Molti volontari, tra l'entusiasmo e il dispiacere per non poter esaudire ogni risposta, si vedono impotenti e inviano anche ai giornali come Fanpage.it i messaggi-tipo degli utenti. Si tratta di donne e uomini soli, in molti casi anziani, ultrasettantenni o più, malati o in quel limbo tra la non autosufficienza e la difficoltà economica. Spesa a domicilio o spesa sospesa. C'è chi ha il problema di muoversi e chi quello di pagare. Già: è la povertà l'altro enorme problema che emerge: il rischio invisibile del virus e quello percepibile della miseria,  della fame che spicca oggi che le bocce sono ferme e che ognuno di noi riesce più facilmente a girarsi dall'altra parte e capire le condizioni di chi ci sta a fianco e che finora magari non avevamo mai notato.

Vivere senza lavoro

«Ho sentito che Conte ha approvato il buono spesa, mi fa sapere?». «È vero che ci sono i sussidi per chi non lavora?»; «Mio figlio lavora a nero, prende il reddito di cittadinanza, avrà diritto anche al reddito di quarantena? Non sta lavorando più nessuno a casa». Il lavoro nero, la grande piaga che toglie stabilità, diritti, tasse allo Stato e al tempo stesso garantisce la sussistenza a chi è al mondo e ha pari diritti degli altri di vivere: ragazzi delle consegne di bar e ristoranti, scaricatori dei traslochi, pizzaioli, baristi e aspiranti tali, cuochi di trattorie, camerieri dei ristoranti per ricevimento, parcheggiatori nei piazzali di ristoranti e locali, addetti alle pulizie di scale e palazzi, badanti, donne e uomini di servizio, sarti in casa, venditori ambulanti con bancarelle o porta a porta, venditori di pane a domicilio, negozietti di detersivi nei ‘bassi'. Mestieri umili e spesso illegali che chi vive dalle nostre parti ha imparato a conoscere bene. Anche di questo si campa, anche con questo si campa.

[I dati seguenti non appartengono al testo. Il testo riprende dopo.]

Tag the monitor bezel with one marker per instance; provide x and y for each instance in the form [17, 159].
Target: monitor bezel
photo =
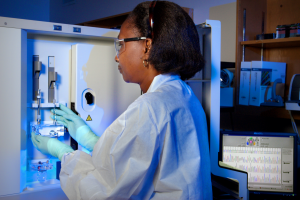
[270, 134]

L'Istat stima in quasi 1 su 4 le famiglie povere in Campania. Parliamo di povertà relativa ovvero «l’impossibilità di fruire di beni o servizi in rapporto al reddito pro capite medio in Italia». Si vivacchia alla giornata, ma come? Cercando di arrangiarsi, parola che ormai suona come un insulto. Perché l'arrangio significa spesso scollinare il confine tra legale e illegale: parcheggiatori abusivi, trasporti illegali di beni o persone. E nella peggiore delle ipotesi spaccio al dettaglio, base logistica per hashish da conservare per conto delle piazze di spaccio, piccole truffe (finanziamenti fasulli, prestanome di ditte fantasma, acquisto di beni con finanziamenti e documenti contraffatti). La platea è amplissima e demolisce ogni narrazione quieta e rassicurante del «grande cuore di Napoli», della «città che ce la fa» e del «andrà tutto bene», distorsione borghese e paternalista di chi non sa o non vuole sapere cosa è  Napoli e la sua estesissima, popolosissima e povera provincia. È così non solo «ai tempi del Coronavirus». È così da sempre. Bisognava accorgersene prima. Prima della pandemia di virus c'è stato il contagio della povertà: uno dopo l'altro: disoccupati di lunga durata, giovani senza lavoro, mobilità, esodati, cassintegrati. Una popolazione di disperati cui oggi fa paura il Coronavirus esattamente come la fame.